🤖 AI Summary
Deformable object collision simulation must jointly model solid mechanics and multi-body interactions; however, existing data-driven approaches suffer from three key limitations: lack of equivariance, inadequate collision modeling, and poor scalability. This paper introduces the first end-to-end equivariant neural field simulator, which rigorously enforces physical symmetries—including rotation and translation—via strict equivariant modeling. We propose a collision-aware message-passing mechanism and control-point-conditioned neural fields to enable continuous spatiotemporal modeling and infinite-resolution output. The framework integrates an equivariant encoder, graph neural ODEs, and explicit collision constraints. Evaluated on diverse deformable collision tasks, our method reduces rollout MSE by 24.34%–35.82% over prior work. It further demonstrates significantly improved generalization and stability across unseen object counts, long-horizon trajectories, and group-action transformations.
📝 Abstract
Simulating collisions of deformable objects is a fundamental yet challenging task due to the complexity of modeling solid mechanics and multi-body interactions. Existing data-driven methods often suffer from lack of equivariance to physical symmetries, inadequate handling of collisions, and limited scalability.

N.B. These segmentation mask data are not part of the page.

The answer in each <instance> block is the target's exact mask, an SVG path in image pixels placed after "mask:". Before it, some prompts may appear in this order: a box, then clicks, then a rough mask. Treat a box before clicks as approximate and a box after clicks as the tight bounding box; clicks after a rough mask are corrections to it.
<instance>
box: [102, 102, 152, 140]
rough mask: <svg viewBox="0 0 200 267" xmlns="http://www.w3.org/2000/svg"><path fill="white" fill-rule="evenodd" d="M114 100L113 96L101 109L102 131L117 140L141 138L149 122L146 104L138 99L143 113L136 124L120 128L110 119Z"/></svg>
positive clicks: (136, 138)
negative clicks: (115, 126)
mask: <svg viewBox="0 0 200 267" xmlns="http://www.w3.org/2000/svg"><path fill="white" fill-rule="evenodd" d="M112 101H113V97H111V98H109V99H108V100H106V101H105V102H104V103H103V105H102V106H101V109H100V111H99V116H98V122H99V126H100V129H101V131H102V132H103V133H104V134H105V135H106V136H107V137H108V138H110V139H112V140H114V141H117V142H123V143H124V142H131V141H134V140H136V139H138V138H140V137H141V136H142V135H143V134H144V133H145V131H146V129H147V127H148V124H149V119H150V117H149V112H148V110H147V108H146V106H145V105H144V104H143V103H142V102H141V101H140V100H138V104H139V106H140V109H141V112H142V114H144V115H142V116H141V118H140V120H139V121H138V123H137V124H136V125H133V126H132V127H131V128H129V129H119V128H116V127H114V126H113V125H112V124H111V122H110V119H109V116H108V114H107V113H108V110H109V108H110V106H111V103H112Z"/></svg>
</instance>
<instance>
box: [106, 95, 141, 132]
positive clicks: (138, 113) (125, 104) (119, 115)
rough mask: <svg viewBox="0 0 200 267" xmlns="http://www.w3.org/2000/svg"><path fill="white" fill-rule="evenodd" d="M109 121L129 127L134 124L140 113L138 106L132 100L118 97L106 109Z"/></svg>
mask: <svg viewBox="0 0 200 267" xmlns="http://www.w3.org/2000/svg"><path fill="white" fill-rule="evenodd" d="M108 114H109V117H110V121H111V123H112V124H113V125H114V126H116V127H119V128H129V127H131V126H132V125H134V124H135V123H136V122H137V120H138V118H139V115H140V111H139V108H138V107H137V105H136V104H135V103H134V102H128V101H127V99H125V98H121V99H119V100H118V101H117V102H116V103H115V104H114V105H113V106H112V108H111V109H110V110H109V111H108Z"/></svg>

Here we introduce EqCollide, the first end-to-end equivariant neural fields simulator for deformable objects and their collisions. We propose an equivariant encoder to map object geometry and velocity into latent control points. A subsequent equivariant Graph Neural Network-based Neural Ordinary Differential Equation models the interactions among control points via collision-aware message passing. To reconstruct velocity fields, we query a neural field conditioned on control point features, enabling continuous and resolution-independent motion predictions. Experimental results show that EqCollide achieves accurate, stable, and scalable simulations across diverse object configurations, and our model achieves 24.34% to 35.82% lower rollout MSE even compared with the best-performing baseline model. Furthermore, our model could generalize to more colliding objects and extended temporal horizons, and stay robust to input transformed with group action.